Après quelques heures de marche, la fatigue commença à me prendre dans les pieds et les jambes. Je décidais de m'arréter lorsque je vis le portier
Et l'ami, on tourne en rond , s'exclama-t-il en riant encore
Non lui répondis-je, j'ai pris la route, elle était droite j'en suis certain
Ah l'ami, au pays de Lam, saches que les droites sont des cercles et les cercles sont des droites, c'est la règle, il faut t'y plier, comme tout le monde
Dis moi, portier, je suis exténué, j'aimerai aller à l'auberge la plus proche, comment puis-je m'y rendre ?
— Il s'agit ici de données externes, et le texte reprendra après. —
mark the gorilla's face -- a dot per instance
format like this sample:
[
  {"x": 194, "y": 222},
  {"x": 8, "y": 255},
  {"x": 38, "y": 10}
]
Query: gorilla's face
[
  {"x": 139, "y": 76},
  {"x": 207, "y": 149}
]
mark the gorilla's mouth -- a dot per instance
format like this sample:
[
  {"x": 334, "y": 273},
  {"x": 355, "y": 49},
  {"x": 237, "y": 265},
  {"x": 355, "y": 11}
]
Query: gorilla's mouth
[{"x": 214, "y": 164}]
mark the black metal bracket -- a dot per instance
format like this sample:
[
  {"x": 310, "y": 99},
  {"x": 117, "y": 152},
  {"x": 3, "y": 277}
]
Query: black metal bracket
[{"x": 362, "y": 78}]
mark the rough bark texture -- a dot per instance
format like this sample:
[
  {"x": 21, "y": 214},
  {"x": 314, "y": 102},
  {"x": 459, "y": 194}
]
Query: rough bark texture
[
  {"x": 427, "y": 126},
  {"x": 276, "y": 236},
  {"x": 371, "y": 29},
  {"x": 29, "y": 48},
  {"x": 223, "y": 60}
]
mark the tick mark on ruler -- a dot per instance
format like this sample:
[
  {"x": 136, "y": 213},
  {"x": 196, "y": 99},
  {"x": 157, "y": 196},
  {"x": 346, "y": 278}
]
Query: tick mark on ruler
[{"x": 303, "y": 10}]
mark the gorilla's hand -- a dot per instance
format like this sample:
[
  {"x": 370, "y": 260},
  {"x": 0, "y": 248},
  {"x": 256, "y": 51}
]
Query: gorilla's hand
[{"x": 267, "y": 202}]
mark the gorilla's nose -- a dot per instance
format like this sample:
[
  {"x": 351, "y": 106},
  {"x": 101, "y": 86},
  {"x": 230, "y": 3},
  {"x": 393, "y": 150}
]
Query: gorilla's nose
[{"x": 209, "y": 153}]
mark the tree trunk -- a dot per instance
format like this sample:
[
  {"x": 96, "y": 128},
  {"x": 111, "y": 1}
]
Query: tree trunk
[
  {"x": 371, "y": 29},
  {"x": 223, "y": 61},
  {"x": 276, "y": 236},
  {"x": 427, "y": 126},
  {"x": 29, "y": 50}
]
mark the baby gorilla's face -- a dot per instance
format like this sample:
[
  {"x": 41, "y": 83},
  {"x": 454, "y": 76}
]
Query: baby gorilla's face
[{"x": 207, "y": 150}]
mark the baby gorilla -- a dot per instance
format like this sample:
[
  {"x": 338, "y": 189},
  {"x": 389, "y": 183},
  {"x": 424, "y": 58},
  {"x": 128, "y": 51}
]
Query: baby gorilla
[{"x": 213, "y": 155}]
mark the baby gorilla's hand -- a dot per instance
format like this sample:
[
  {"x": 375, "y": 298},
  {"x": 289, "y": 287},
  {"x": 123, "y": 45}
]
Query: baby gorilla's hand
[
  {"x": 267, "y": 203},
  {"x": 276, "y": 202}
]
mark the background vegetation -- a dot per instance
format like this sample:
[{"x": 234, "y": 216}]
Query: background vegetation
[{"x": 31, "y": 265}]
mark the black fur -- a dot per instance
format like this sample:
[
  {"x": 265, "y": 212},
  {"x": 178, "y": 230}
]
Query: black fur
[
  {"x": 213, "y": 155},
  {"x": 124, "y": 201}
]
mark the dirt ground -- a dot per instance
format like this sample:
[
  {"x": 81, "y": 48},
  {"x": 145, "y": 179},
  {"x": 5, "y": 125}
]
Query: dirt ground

Facile, facile, vas tout droit et tu la trouveras sur ton chemin
Mais comment faire puisqu'ici, aller tout droit signifie tourner, si je reprends la route, je vais tourner en rond une nouvelle fois
Mais l'ami , ici les routes sont interdites, c'est le seul endroit où il ne faut pas aller. Eloigne toi de la route et tu trouveras l'auberge
Dois je aller à gauche ou à droite?
Peu importe ici il n'y a ni gauche ni droite, ou plutôt c'est la même chose
Des champs s'ouvraient à perte de vue, les yeux me piquaient un peu et la chaleur me semblait soudain plus lourde
je marchais, marchais et l'auberge n'apparaissait toujours pas. Le portier aurait-il menti ?
Soudain, une silhouette se dessinait à l'horizon
Pourvu qu'il ne parte pas, j'accélérai les pas et je vis le portier cueillir tranquilement des cerises
Agacé, je demande au portier si l'auberge est encore loin
Ah l'ami, tu ne sais sans doute pas, au pays de Lam, les aubergent passent mais ne restent pas, il est souvent difficile de les rencontrer, cela demande une certain habitude et la première fois personne n'y arrive
Alors comment faire pour me reposer ?
Et bien tu le fais mais pas à l'auberge
Chez quelqu'un alors ?
Si tu veux, tu peux essayer
Je continue mon chemin, qui n'en est pas un d'ailleurs, afin de trouver une habitation, mais des champs, rien que des champs
Soudain, une maison se dessina à l'horizon
Pourvu que le propriétaire soit accueillant, j'accelerais le pas et je vis le portier à la grille
Fourbu,je en pose même pas la question de savoir pourquoi je rencontrai toujours le même homme
Et je lui demandais s'il pouvais m'héberger pour la nuit
Eh l'ami me rétorqua-t-il, tu ne sais sans doute pas, mais je ne suis pas le propriétaire et c'est justement lui qui m'emploie pour garder la demeure afin de s'assurer que personne n'y entre
Peux-tu m'indiquer la prochaine maison alors ?
Je n'en connais pas d'autre près d'ici
Mais alors comment me reposer?
Attends l'auberge, elle va sans doute bientôt passer c'est son heure. Vas au bout du chemin et assieds-toi
, lorsque l'aubergiste te verra, il s'arrêtera
D'accord
En effet, l'aubergiste arriva, c'était en fait une grande roulotte. Ella s'avança jusqu'a moi et l'aubergiste, un maigre bonhome tout rabougri, marmonna une phrase inaudible
Aubergiste, lui dis-je, est-il possible de dormir une nuit ?
Oui c'est possible mais il faudrait que tu sois avec le portier, car ici c'est le portier qui ouvre les portes et moi je suis un simple aubergiste
Tout ceci ressemblait à une farce de mauvais goût
Mais comment aller chercher le portier sans que tu partes?
Ne t'inquiète pas, si tu trouves le portier, je repasserai vite
Je retournais donc sur mes pas, vers la belle demeure afin d'y rencontrer le portier. Il était toujours à la grille
Portier, lui dis-je, je dois attendre avec toi l'auberge afin que tu m'ouvres la porte, c'est l'aubergiste qui m'a envoyé à ta rencontre
D'accord mais je te préviens, il est rare que les auberges passent près des maisons. Elles ne s'aiment pas beaucoup.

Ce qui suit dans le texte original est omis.